It is with interest but not without surprise that we read the case-control study of Tyler et al, which attempted to evaluate the association between antiinflammatory drugs and cerebral palsy in very preterm neonates. Beyond the fact that the authors’ conclusions are not in agreement with the highest level of evidence and do not acknowledge the numerous limitations, they have the potential to mislead both women and health care providers by suggesting that aspirin may cause brain damage, thereby compromising the appropriate use of an inexpensive and widely available treatment that can prevent serious maternal and neonatal morbidities.
Randomized controlled trials and metaanalysis—the highest levels of evidence available—have demonstrated that low-dose aspirin initiated before 16 weeks’ gestation is associated with a significant decrease of preeclampsia and intrauterine growth restriction, and most likely the severe and preterm forms of these diseases. It remains unclear whether low-dose aspirin prevents the placenta-mediated disease or delay its onset by improving impaired placentation. Nevertheless, as observed by Tyler et al and in agreement with current best evidence, aspirin leads to a decrease of early-onset preeclampsia and therefore a decrease in the rate of very preterm births related to preeclampsia. High-risk women who delivered before 28 weeks despite the appropriate use of aspirin were potentially destined to worse perinatal outcomes without the use of aspirin. Moreover, initiation of aspirin in women with preterm labor or premature rupture of membrane could have led to the prolongation of pregnancy and the further growing of intraamniotic infection and inflammation: a major contributor to cerebral palsy. The current study design does not allow for adjustment for such potential selection biases.
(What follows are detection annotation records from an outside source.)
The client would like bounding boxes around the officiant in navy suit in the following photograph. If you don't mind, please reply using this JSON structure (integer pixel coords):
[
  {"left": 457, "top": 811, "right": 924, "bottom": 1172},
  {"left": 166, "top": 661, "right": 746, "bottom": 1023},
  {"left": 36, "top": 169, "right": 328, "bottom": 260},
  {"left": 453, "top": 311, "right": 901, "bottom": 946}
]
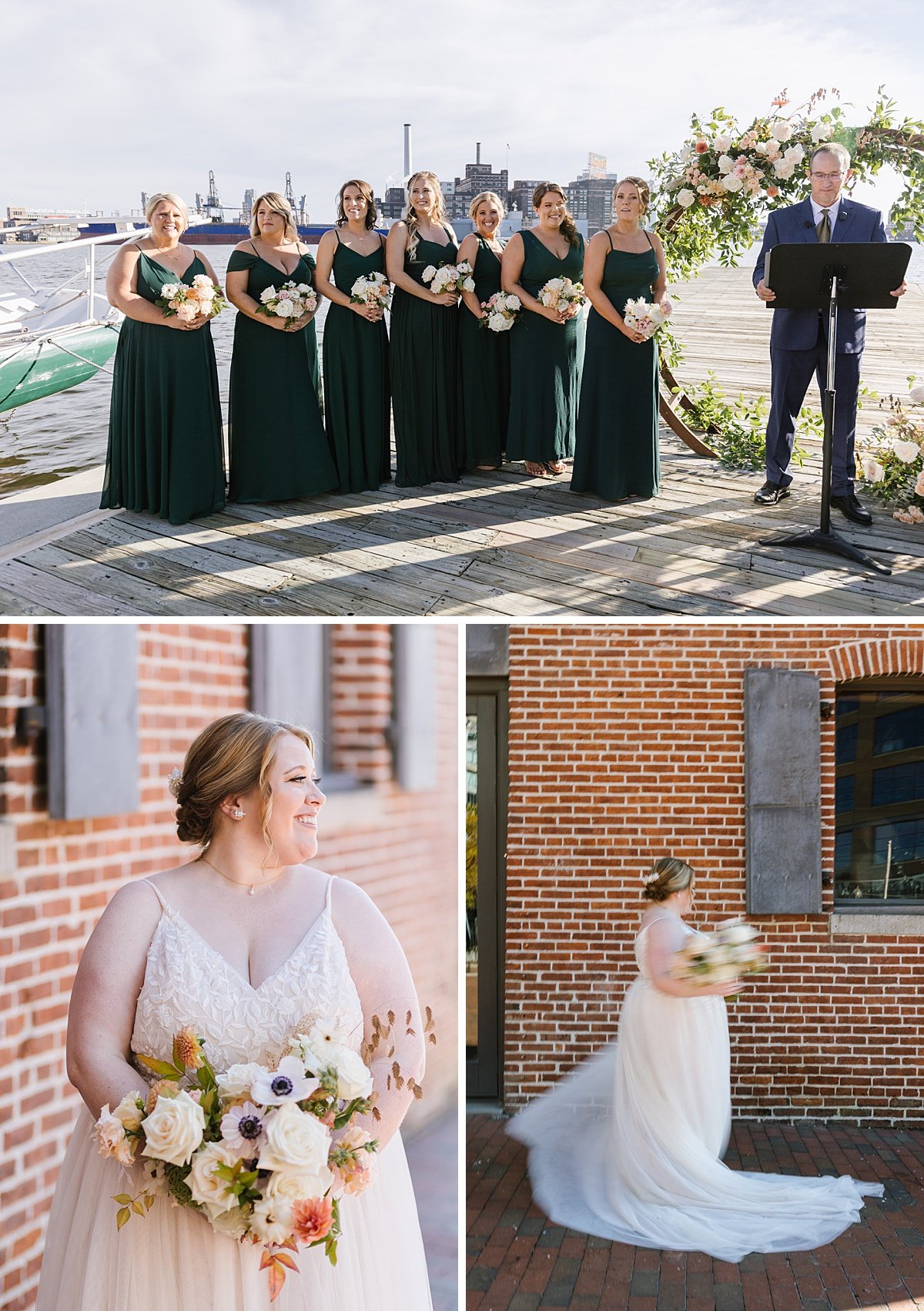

Data concerning the dosage and timing of aspirins’ use could have definitively affected the results of the study. Aspirin initiated when deep placentation disorders are irreversible, is not beneficial, and in fact potentially harmful. An increased risk of placenta abruption cannot be excluded when low-dose aspirin is begun after 16 weeks (relative risk, 1.56; 95% confidence interval, 0.96–2.55).
Finally, it is submitted that in accordance with the highest level of evidence, the only conclusions that can validly be derived from the Tyler et al study are as follows: (1) random use of aspirin during pregnancy may be harmful; (2) aspirin should not be used when intraamniotic infection is suspected; and (3) low-dose aspirin should be reserved for accurately identified women at high-risk for placenta mediated complications and initiated in early gestation.